Consider the set $ \Bbb R^n = \{ x = (x_1, ..., x_n) : x_1, ..., x_n \in \Bbb R \}.$
For $x,y\in \Bbb R^n$, we define $<$,$\leq$ as below: $$ x<y \iff j \in \{1,..,n \} (x_j<y_j) \wedge \forall i \in \Bbb N (i<j \to x_i=y_i).$$
$$x \leq y \iff (x<y) \vee (x=y). $$
$"<"$ defines on $ \Bbb R^n $ the so called "Lexicographical Order".
Prove:
$(a)$ $ \leq $ on $ \Bbb R^n $ defines a order-relation.
$(b)$ $( \Bbb R^n, \leq )$ is total ordered.
So, could you give me any hints about it, that let me solve alone this exercise? And what is correlation between the lexicographical order and the $\leq$ realtion? Thank you!

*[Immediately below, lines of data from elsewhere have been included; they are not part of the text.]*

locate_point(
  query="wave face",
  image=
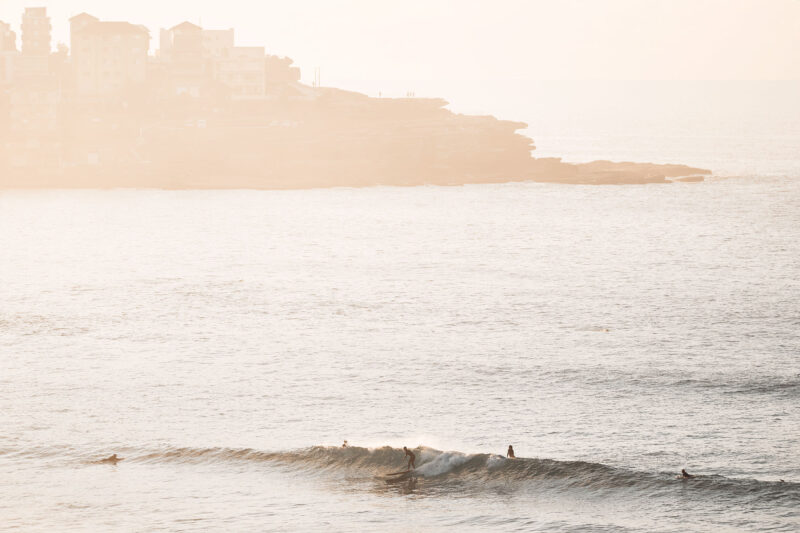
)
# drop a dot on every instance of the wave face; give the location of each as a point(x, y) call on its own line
point(455, 471)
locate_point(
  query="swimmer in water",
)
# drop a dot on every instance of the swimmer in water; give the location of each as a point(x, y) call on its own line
point(411, 458)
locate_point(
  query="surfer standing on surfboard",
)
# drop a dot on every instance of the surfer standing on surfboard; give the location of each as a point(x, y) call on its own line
point(411, 458)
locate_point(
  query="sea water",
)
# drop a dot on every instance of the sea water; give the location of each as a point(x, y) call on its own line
point(225, 343)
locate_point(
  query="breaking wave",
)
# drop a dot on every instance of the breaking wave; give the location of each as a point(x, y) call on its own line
point(439, 469)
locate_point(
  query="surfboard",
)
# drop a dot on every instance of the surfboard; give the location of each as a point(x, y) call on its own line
point(396, 477)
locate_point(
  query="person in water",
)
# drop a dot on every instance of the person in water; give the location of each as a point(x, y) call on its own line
point(411, 458)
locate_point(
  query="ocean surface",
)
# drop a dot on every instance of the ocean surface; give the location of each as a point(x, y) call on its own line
point(225, 343)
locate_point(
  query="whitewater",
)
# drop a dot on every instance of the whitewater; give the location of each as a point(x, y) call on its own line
point(225, 343)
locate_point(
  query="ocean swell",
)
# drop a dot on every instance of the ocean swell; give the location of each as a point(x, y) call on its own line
point(476, 472)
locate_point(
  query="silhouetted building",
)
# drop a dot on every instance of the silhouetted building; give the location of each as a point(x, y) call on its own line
point(107, 57)
point(36, 32)
point(8, 53)
point(34, 61)
point(8, 39)
point(183, 55)
point(217, 42)
point(241, 68)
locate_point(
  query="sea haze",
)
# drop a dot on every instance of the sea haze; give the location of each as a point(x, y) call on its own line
point(226, 342)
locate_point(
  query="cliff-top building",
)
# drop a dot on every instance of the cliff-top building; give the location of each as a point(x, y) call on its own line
point(107, 57)
point(8, 53)
point(34, 60)
point(36, 32)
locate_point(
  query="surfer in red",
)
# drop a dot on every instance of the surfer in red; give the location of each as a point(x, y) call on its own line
point(411, 458)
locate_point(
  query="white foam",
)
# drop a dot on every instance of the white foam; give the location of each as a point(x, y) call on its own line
point(441, 463)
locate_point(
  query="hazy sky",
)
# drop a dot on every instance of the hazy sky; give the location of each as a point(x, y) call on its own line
point(487, 39)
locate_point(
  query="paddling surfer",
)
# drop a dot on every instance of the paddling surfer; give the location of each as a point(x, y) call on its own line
point(411, 458)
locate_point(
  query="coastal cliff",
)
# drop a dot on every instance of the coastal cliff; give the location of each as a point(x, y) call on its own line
point(302, 137)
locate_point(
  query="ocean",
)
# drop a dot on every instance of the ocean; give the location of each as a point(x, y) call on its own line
point(225, 343)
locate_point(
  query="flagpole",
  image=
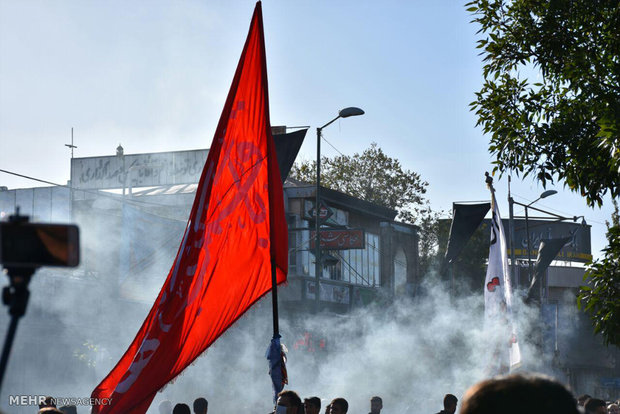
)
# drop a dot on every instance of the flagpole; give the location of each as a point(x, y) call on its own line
point(274, 300)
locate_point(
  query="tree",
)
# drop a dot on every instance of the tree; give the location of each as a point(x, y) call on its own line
point(551, 103)
point(370, 176)
point(601, 297)
point(375, 177)
point(564, 125)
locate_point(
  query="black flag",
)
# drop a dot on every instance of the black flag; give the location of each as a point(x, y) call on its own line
point(467, 218)
point(287, 147)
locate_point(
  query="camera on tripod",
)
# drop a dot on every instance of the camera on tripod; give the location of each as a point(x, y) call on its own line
point(33, 245)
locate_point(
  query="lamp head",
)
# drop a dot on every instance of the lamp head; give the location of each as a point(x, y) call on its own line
point(548, 193)
point(350, 111)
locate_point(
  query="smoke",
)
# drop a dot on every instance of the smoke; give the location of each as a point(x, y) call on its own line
point(411, 352)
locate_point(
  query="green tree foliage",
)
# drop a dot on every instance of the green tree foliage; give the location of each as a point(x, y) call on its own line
point(551, 95)
point(375, 177)
point(601, 297)
point(370, 176)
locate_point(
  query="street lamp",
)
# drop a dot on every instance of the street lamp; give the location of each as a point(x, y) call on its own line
point(511, 202)
point(527, 231)
point(318, 270)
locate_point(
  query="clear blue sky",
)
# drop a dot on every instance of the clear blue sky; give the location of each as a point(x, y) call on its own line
point(153, 76)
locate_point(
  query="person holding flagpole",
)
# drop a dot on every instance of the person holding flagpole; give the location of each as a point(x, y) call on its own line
point(505, 352)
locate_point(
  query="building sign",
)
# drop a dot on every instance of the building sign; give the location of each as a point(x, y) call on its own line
point(138, 170)
point(328, 292)
point(578, 249)
point(610, 382)
point(340, 239)
point(324, 212)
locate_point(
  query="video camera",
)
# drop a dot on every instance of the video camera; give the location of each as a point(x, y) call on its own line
point(32, 245)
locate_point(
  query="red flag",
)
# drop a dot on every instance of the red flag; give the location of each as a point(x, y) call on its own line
point(235, 231)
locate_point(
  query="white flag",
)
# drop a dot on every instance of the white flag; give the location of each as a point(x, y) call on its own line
point(498, 296)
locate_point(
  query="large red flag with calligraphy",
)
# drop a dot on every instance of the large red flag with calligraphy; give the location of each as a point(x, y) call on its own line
point(235, 233)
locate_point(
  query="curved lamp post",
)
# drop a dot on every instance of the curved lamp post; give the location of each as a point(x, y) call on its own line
point(545, 194)
point(343, 113)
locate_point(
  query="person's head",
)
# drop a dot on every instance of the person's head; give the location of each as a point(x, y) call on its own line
point(312, 405)
point(376, 404)
point(338, 406)
point(449, 403)
point(201, 405)
point(165, 407)
point(595, 406)
point(181, 408)
point(289, 399)
point(518, 394)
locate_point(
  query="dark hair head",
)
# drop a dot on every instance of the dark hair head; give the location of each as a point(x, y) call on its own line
point(200, 405)
point(313, 401)
point(342, 403)
point(583, 398)
point(449, 400)
point(292, 396)
point(518, 394)
point(181, 408)
point(592, 404)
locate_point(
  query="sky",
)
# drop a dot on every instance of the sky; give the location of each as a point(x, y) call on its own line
point(153, 76)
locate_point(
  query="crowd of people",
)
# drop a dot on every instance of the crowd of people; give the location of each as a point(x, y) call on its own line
point(512, 394)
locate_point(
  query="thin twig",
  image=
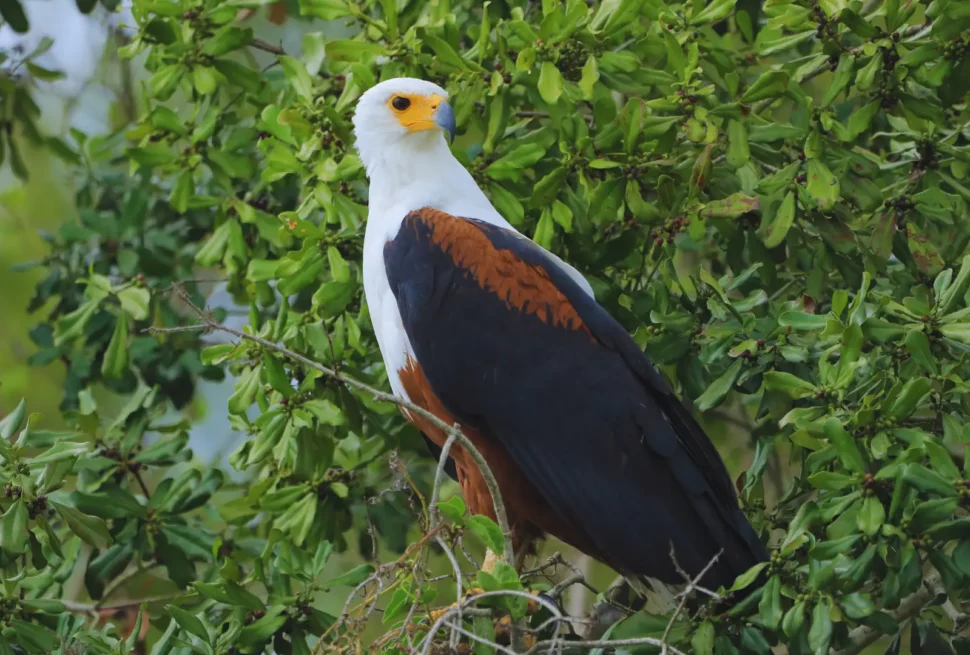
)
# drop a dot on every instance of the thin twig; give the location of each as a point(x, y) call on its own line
point(265, 46)
point(501, 516)
point(685, 595)
point(548, 645)
point(452, 611)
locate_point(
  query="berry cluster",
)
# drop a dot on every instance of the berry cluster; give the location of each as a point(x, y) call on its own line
point(956, 49)
point(826, 28)
point(671, 228)
point(572, 58)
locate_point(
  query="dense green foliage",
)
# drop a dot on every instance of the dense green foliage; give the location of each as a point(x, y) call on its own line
point(773, 199)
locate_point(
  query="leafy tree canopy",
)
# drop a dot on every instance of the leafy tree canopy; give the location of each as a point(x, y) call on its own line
point(772, 197)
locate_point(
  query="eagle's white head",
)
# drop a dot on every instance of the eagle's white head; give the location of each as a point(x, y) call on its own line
point(399, 118)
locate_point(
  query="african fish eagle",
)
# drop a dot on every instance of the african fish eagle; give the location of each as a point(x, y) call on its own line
point(481, 326)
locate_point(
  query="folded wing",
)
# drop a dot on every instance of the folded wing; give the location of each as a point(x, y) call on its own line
point(513, 346)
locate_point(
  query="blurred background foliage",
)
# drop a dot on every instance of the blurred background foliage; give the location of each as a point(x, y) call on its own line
point(770, 196)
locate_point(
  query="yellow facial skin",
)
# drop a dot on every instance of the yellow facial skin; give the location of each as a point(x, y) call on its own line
point(418, 115)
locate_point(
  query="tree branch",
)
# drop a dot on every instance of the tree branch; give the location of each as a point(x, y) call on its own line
point(265, 46)
point(208, 323)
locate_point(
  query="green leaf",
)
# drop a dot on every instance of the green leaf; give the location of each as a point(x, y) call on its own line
point(931, 512)
point(872, 515)
point(733, 206)
point(90, 529)
point(298, 77)
point(13, 14)
point(354, 576)
point(550, 83)
point(843, 75)
point(702, 642)
point(675, 54)
point(919, 348)
point(720, 388)
point(791, 385)
point(135, 301)
point(909, 398)
point(781, 223)
point(453, 509)
point(802, 320)
point(115, 362)
point(820, 634)
point(831, 480)
point(14, 421)
point(822, 185)
point(189, 622)
point(590, 75)
point(738, 153)
point(488, 531)
point(845, 445)
point(771, 84)
point(745, 580)
point(794, 619)
point(34, 638)
point(769, 609)
point(926, 480)
point(717, 10)
point(13, 528)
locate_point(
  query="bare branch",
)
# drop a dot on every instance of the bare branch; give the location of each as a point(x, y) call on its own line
point(549, 645)
point(459, 607)
point(685, 595)
point(209, 323)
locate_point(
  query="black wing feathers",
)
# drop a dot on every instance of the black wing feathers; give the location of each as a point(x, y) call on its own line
point(581, 411)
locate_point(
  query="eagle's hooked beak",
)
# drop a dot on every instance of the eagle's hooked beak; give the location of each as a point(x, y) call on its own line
point(429, 113)
point(444, 117)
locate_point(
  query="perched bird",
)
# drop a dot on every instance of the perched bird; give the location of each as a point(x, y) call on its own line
point(481, 326)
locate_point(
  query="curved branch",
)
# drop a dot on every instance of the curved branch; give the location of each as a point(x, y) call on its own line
point(209, 323)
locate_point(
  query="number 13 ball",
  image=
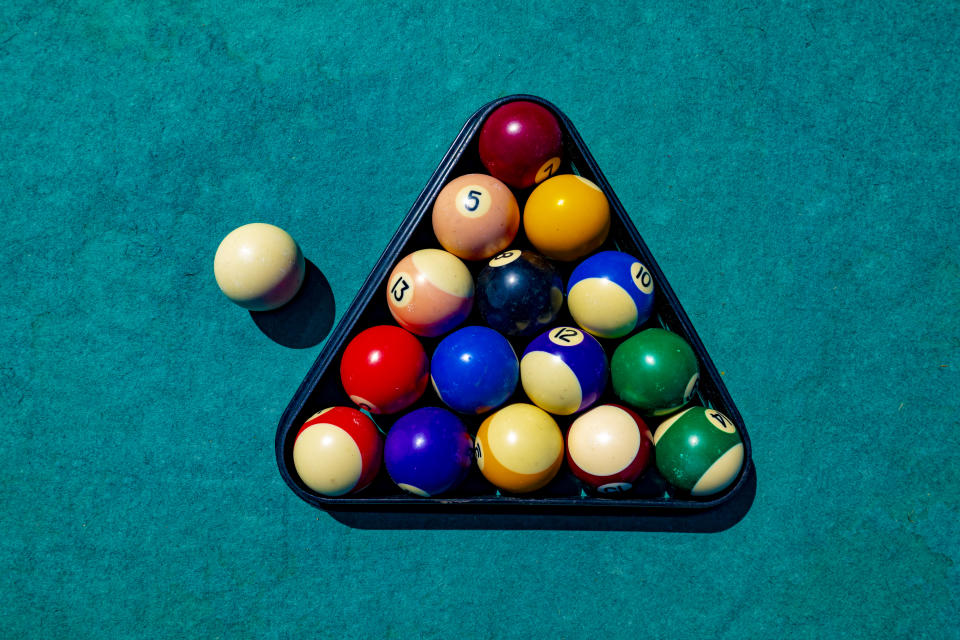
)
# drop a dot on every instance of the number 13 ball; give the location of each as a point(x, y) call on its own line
point(699, 450)
point(430, 292)
point(610, 294)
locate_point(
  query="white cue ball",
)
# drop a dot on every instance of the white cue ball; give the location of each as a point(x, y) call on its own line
point(259, 266)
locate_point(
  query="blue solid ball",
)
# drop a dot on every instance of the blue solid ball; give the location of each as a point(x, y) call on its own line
point(610, 294)
point(428, 452)
point(474, 370)
point(519, 293)
point(563, 370)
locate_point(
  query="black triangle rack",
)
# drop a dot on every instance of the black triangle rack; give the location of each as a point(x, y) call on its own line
point(476, 504)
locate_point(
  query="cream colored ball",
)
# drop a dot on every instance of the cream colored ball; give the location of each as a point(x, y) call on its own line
point(259, 266)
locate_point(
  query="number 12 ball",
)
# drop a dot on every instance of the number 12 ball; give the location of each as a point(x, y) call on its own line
point(610, 294)
point(699, 450)
point(563, 370)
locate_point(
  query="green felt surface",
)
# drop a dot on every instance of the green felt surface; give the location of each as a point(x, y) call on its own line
point(792, 166)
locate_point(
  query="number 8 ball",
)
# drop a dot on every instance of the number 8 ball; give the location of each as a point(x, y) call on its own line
point(519, 293)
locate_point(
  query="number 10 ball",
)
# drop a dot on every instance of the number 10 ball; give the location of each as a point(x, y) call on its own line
point(610, 294)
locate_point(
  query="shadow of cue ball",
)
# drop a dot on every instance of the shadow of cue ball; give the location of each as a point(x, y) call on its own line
point(304, 321)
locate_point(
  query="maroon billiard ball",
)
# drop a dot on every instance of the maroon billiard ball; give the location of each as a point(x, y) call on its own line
point(384, 369)
point(521, 144)
point(608, 448)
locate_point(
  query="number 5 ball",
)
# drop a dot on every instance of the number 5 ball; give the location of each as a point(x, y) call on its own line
point(430, 292)
point(519, 448)
point(699, 450)
point(563, 370)
point(337, 451)
point(475, 216)
point(609, 294)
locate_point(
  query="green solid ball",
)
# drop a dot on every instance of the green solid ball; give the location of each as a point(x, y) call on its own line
point(699, 450)
point(655, 371)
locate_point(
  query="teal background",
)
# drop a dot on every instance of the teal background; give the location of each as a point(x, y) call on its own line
point(793, 167)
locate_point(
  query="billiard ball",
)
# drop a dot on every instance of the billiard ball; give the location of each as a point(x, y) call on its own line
point(563, 370)
point(474, 370)
point(566, 217)
point(699, 450)
point(428, 452)
point(655, 371)
point(521, 143)
point(337, 451)
point(384, 369)
point(519, 293)
point(430, 292)
point(475, 216)
point(610, 294)
point(519, 448)
point(608, 447)
point(259, 266)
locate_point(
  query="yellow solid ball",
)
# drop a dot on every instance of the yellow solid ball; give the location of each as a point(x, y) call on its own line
point(566, 217)
point(519, 448)
point(259, 266)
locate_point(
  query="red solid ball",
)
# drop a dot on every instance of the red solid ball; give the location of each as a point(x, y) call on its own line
point(521, 144)
point(608, 448)
point(384, 369)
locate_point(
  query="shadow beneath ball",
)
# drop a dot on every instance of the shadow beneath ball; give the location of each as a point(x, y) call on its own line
point(569, 518)
point(304, 321)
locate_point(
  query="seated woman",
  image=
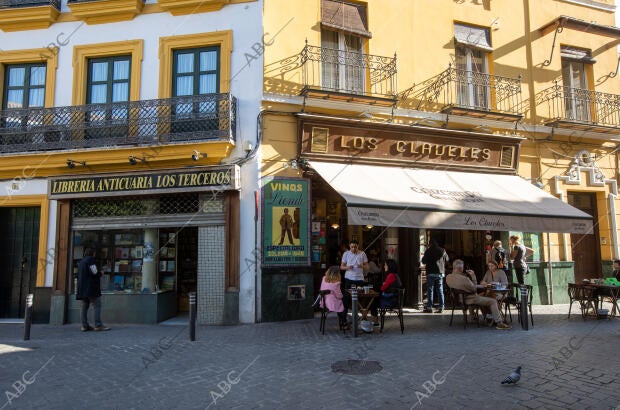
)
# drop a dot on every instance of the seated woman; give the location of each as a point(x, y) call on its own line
point(333, 300)
point(389, 289)
point(494, 275)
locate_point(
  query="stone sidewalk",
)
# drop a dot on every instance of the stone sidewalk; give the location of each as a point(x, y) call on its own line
point(567, 364)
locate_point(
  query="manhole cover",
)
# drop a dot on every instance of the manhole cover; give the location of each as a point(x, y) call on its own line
point(356, 367)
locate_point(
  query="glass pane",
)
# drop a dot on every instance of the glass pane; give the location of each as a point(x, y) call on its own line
point(185, 63)
point(37, 76)
point(353, 43)
point(99, 71)
point(208, 61)
point(208, 83)
point(36, 97)
point(17, 76)
point(478, 61)
point(121, 70)
point(98, 94)
point(329, 39)
point(185, 85)
point(15, 99)
point(120, 92)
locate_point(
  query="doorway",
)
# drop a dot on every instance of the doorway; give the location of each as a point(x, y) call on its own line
point(585, 251)
point(19, 241)
point(187, 268)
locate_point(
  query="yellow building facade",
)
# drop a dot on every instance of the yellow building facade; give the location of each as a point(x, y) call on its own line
point(526, 91)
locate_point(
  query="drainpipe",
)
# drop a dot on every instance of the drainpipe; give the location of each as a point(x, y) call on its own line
point(550, 269)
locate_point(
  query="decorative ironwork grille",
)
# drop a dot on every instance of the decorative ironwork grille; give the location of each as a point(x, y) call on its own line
point(470, 90)
point(178, 119)
point(187, 203)
point(579, 105)
point(365, 74)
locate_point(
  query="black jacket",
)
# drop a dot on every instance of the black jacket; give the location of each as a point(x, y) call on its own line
point(89, 285)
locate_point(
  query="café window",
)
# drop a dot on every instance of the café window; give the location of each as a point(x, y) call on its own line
point(472, 47)
point(575, 64)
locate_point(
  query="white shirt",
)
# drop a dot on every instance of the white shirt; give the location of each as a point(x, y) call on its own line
point(357, 260)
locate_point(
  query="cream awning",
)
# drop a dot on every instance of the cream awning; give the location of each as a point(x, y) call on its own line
point(437, 199)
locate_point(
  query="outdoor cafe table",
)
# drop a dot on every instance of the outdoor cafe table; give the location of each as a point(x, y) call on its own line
point(608, 291)
point(364, 300)
point(498, 294)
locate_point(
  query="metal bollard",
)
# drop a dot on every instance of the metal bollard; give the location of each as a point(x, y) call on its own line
point(524, 321)
point(28, 316)
point(354, 309)
point(192, 316)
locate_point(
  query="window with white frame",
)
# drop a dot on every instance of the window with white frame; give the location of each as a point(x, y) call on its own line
point(472, 47)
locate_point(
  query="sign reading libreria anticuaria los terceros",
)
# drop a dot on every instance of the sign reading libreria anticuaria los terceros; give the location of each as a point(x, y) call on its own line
point(286, 222)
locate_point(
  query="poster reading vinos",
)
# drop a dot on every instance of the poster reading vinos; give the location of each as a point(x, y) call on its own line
point(286, 220)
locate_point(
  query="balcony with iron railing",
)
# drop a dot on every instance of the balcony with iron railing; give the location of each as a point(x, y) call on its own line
point(197, 118)
point(469, 93)
point(335, 74)
point(581, 109)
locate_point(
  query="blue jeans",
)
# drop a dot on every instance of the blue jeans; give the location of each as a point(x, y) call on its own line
point(96, 302)
point(434, 280)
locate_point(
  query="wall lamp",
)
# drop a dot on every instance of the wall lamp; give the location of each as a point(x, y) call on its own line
point(197, 155)
point(133, 160)
point(71, 163)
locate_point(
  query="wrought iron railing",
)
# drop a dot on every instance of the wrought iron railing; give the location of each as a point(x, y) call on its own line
point(6, 4)
point(580, 105)
point(468, 90)
point(170, 120)
point(347, 72)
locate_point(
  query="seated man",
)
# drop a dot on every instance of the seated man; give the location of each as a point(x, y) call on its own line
point(466, 281)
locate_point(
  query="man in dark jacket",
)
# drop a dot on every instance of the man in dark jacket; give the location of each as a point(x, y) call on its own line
point(435, 259)
point(89, 290)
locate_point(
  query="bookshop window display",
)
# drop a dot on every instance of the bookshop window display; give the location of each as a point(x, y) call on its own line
point(133, 261)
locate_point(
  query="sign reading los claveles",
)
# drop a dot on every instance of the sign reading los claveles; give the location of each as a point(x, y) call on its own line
point(286, 222)
point(163, 181)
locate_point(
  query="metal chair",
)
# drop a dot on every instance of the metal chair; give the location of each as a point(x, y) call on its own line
point(458, 297)
point(325, 311)
point(397, 309)
point(528, 303)
point(588, 301)
point(511, 299)
point(575, 294)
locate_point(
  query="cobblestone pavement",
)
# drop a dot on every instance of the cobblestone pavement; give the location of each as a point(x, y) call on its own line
point(567, 364)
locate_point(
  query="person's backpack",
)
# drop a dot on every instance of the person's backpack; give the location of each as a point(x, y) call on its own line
point(500, 256)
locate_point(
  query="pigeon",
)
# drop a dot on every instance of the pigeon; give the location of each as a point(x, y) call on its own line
point(514, 377)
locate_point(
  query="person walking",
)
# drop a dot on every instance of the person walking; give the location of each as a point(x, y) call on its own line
point(435, 259)
point(89, 290)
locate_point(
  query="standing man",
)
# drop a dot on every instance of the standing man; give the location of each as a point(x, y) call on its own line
point(89, 290)
point(519, 253)
point(354, 261)
point(286, 222)
point(435, 259)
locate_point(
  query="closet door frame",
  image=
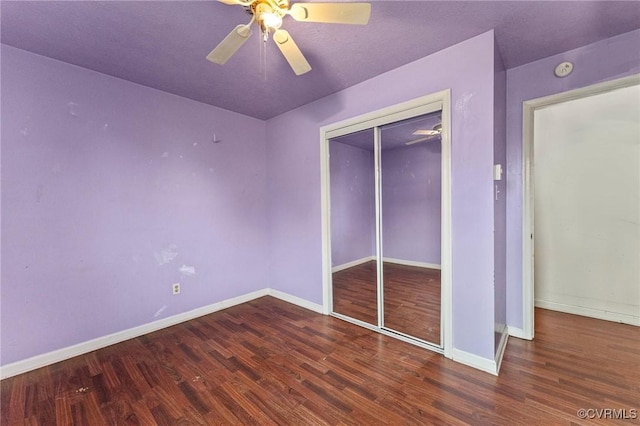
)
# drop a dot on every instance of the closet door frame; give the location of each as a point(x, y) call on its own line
point(439, 101)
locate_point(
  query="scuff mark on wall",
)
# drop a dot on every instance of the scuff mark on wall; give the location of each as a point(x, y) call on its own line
point(187, 270)
point(166, 255)
point(462, 104)
point(159, 311)
point(73, 109)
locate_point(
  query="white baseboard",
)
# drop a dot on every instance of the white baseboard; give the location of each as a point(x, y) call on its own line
point(352, 263)
point(485, 364)
point(52, 357)
point(502, 347)
point(589, 312)
point(295, 300)
point(517, 332)
point(412, 263)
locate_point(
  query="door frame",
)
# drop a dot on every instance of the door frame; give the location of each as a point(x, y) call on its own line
point(412, 108)
point(528, 231)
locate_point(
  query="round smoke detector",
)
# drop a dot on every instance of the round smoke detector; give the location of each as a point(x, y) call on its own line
point(564, 69)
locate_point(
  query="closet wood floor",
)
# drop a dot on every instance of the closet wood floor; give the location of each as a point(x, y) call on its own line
point(269, 362)
point(411, 298)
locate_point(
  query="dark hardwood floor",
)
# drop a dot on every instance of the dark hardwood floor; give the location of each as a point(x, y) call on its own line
point(411, 298)
point(269, 362)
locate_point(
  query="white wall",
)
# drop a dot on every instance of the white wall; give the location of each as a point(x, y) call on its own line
point(587, 206)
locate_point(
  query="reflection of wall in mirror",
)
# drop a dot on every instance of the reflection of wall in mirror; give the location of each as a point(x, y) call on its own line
point(411, 192)
point(352, 204)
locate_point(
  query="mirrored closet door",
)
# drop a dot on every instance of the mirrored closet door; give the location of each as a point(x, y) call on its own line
point(410, 193)
point(385, 207)
point(353, 226)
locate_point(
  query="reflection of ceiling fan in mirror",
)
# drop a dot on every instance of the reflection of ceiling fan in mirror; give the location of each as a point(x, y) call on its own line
point(268, 14)
point(428, 134)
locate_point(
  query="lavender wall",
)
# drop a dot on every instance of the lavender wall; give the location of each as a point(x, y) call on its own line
point(411, 192)
point(606, 60)
point(293, 168)
point(353, 209)
point(111, 192)
point(500, 199)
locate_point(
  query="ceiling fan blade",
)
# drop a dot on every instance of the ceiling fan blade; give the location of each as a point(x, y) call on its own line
point(232, 2)
point(425, 139)
point(332, 13)
point(230, 45)
point(291, 52)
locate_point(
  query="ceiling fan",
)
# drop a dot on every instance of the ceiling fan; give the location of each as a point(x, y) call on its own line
point(427, 133)
point(268, 15)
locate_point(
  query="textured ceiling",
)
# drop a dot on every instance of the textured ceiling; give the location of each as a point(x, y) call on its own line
point(163, 44)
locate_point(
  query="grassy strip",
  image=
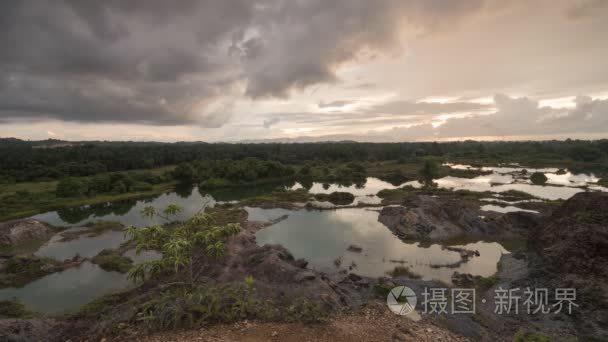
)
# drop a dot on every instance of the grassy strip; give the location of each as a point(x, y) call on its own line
point(93, 229)
point(14, 309)
point(112, 260)
point(38, 202)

Compare on the first component and in case of a tie compare on the second component and in case of a tie compare on the third component...
$\le$ is the non-strict version of $<$.
Antisymmetry: if two elements compare both ways ($\le$ and $\ge$), then their first components compare both ways, and there is a tie on the first components; and so on with the next components.
Transitivity: if the pairs $(x, y)$ and $(y, z)$ are ordered, then their first components are ordered and by transitivity the first components of $(x, z)$ are ordered. In the case of a tie on $(x, z)$, there is a tie on the first components of $(x, y)$ and $(y, z)$, and the reasoning applies to the next components.
Totality: the first components can be compared and in case of a tie the second components can be compared...